As I got into my teenage years I started to become depressed. The one constant in my life was music. It got me through the toughest years of my life. It was the one bright spot for me. It gave me a voice to say what I couldn't say aloud.
I even remember an old hymn that got me through the death of my great grandmother. I believe it was called "In the garden". There is a specific line in that hymn. It goes like this; "And he walks with me and he talks with me and he tells me I am his own". This was so meaningful to me. I can just close my eyes and remember my walks with Nana in the garden. And I can just picture Nana walking through the heavenly gardens with god.
There are so many talented musicians and bands out there. Over the years I have gone through many 'favorites'. When I was 21 my favorite was Korn.

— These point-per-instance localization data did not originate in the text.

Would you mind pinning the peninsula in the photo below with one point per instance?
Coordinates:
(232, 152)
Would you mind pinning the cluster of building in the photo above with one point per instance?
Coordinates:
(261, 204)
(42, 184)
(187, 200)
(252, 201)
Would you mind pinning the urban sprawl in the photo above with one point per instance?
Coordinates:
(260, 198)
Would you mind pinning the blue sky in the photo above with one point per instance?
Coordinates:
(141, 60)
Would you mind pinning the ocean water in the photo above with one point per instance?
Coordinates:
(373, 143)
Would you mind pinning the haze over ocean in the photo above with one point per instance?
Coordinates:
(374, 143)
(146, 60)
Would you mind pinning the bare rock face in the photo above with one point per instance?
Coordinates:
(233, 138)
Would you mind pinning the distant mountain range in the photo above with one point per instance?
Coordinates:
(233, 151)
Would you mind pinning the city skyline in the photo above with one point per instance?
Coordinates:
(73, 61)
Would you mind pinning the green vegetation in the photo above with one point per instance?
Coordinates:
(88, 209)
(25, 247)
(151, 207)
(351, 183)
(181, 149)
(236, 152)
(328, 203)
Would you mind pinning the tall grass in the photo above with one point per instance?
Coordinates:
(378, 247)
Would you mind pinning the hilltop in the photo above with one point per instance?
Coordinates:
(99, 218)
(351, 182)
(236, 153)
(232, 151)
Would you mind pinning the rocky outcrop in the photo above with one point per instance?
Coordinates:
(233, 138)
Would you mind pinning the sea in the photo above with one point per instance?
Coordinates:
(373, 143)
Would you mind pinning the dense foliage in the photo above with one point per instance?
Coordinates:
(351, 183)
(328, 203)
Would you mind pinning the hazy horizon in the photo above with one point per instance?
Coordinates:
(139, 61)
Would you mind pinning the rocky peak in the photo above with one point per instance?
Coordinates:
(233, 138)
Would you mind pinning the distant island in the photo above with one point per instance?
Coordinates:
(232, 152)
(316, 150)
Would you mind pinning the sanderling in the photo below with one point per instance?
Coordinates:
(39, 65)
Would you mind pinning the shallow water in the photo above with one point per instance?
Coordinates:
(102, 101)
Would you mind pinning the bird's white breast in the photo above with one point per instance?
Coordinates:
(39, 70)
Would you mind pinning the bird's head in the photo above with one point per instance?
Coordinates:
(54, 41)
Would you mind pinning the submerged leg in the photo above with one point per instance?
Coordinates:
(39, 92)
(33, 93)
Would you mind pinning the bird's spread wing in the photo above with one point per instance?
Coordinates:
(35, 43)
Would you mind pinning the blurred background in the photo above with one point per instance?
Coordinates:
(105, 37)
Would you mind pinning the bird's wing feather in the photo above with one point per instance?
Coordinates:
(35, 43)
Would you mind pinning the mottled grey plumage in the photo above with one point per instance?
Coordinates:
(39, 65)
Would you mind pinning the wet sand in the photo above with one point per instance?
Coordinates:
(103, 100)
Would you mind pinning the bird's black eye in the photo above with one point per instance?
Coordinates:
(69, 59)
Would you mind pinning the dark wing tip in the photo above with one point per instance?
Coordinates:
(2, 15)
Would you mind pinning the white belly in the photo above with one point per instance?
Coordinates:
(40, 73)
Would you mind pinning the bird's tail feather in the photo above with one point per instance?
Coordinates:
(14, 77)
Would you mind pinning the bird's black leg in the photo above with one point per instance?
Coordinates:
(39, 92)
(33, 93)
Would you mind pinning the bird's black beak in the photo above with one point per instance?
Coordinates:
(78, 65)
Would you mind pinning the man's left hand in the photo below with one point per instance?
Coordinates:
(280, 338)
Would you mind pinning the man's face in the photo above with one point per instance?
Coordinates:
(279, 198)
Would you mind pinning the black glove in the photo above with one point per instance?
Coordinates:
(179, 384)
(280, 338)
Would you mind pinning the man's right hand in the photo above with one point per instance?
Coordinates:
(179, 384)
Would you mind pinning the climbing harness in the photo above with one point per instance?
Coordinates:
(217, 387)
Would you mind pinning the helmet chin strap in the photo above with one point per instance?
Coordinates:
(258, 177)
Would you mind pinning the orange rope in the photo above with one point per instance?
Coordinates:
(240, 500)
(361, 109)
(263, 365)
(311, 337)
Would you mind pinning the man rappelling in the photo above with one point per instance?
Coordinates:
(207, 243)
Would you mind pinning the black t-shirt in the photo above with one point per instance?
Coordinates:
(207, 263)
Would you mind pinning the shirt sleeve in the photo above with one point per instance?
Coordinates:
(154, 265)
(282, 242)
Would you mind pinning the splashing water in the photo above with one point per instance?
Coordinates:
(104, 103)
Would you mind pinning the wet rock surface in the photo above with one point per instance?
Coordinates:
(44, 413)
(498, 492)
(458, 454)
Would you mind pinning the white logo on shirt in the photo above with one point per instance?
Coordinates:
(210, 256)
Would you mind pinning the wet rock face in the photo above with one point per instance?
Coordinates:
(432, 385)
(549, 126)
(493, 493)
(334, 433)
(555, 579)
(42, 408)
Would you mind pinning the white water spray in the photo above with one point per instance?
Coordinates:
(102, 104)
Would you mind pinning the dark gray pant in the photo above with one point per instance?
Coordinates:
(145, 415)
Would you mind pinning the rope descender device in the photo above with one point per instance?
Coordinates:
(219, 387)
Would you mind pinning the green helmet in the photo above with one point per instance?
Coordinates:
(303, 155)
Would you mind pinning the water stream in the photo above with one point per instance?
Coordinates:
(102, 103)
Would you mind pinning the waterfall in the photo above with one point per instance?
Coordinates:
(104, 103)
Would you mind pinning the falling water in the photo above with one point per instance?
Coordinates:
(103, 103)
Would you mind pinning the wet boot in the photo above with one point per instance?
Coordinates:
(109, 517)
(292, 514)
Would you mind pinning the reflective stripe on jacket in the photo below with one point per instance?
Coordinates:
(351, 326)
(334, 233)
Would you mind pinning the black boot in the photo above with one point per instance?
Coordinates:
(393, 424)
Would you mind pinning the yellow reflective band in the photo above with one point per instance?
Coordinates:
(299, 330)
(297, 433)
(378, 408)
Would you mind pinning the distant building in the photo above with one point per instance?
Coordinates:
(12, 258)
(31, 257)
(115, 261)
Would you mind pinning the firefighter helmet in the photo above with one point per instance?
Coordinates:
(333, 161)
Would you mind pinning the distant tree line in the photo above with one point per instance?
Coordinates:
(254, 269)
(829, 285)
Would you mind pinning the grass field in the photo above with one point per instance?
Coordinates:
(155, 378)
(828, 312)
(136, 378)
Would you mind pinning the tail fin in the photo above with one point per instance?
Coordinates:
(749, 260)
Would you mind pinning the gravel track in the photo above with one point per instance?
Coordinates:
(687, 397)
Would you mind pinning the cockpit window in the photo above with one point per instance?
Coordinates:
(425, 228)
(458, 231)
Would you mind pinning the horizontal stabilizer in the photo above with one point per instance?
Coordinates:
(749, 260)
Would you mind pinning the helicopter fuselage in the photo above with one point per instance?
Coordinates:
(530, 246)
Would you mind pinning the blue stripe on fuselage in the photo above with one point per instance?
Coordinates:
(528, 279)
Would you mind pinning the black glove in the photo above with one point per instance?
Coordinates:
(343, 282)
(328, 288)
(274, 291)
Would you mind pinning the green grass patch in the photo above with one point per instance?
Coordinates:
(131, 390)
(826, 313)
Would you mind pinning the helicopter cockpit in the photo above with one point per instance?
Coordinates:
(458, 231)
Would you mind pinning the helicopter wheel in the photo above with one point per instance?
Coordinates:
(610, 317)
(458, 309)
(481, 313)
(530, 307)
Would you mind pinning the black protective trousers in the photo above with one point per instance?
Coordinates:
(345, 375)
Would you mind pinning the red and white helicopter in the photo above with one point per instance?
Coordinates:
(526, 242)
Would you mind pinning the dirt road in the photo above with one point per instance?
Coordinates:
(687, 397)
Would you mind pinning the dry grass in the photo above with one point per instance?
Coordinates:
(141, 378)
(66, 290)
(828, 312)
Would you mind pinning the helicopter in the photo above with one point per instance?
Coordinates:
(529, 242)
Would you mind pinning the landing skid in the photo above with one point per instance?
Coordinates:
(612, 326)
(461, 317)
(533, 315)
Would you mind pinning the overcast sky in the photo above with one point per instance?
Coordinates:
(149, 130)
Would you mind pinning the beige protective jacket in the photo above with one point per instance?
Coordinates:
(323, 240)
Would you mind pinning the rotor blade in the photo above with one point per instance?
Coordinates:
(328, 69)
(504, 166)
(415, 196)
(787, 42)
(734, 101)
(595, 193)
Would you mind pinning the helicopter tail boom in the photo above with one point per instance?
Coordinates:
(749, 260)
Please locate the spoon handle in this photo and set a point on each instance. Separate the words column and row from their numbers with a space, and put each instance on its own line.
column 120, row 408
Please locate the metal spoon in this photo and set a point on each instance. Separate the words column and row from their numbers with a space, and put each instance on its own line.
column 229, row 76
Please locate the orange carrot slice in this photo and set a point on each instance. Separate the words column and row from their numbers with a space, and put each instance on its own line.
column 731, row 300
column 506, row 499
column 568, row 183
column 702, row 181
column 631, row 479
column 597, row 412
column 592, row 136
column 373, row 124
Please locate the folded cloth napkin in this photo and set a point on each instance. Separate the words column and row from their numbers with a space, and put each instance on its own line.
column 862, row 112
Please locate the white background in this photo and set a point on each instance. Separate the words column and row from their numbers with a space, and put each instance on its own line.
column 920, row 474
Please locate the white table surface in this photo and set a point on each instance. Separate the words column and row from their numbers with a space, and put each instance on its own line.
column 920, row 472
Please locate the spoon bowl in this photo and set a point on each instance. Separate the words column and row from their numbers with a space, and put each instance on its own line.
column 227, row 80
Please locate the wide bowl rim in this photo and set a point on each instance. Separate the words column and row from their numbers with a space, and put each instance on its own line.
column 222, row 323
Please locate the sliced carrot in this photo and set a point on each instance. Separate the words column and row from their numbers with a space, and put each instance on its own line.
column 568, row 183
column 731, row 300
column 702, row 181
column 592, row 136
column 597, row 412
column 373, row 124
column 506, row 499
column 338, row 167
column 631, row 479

It's heavy and the music spoke about very personal things to me. Although I don't favor that band anymore, I still feel a certain connection to the lead vocalist Jonathan Davis. I admire him for being able to come out and say what he has said and just put everything out there. At any rate, on my 21st birthday I was getting all dolled up to go out bar hopping with my bf and friend Ryan. When Ryan showed up he gave me my gift. It was a Korn t-shirt. Awesome! Inside my card was 4 tickets to see Korn play in Baltimore, MD that night. F*#$ing Awesome! That was the first of three Korn concerts.
Gosh, How lucky am I? I have probably been to 50 or more concerts in my 24 years. I have seen everything from Metallica to REO Speedwagon. I have kissed to Etta James, I have toked to Bob Marley, I have cried to Josh Groban, I have jumped in the pit to Machine Head, I have danced on my grandfathers shoes to Frank Sinatra, I sang along to Amy Grant and screamed along with Rage Against the Machine. I have praised to Third Day, I have boogied to the Sugar Hill Gang and drank to AC/DC.
I am truly blessed to have music in my life.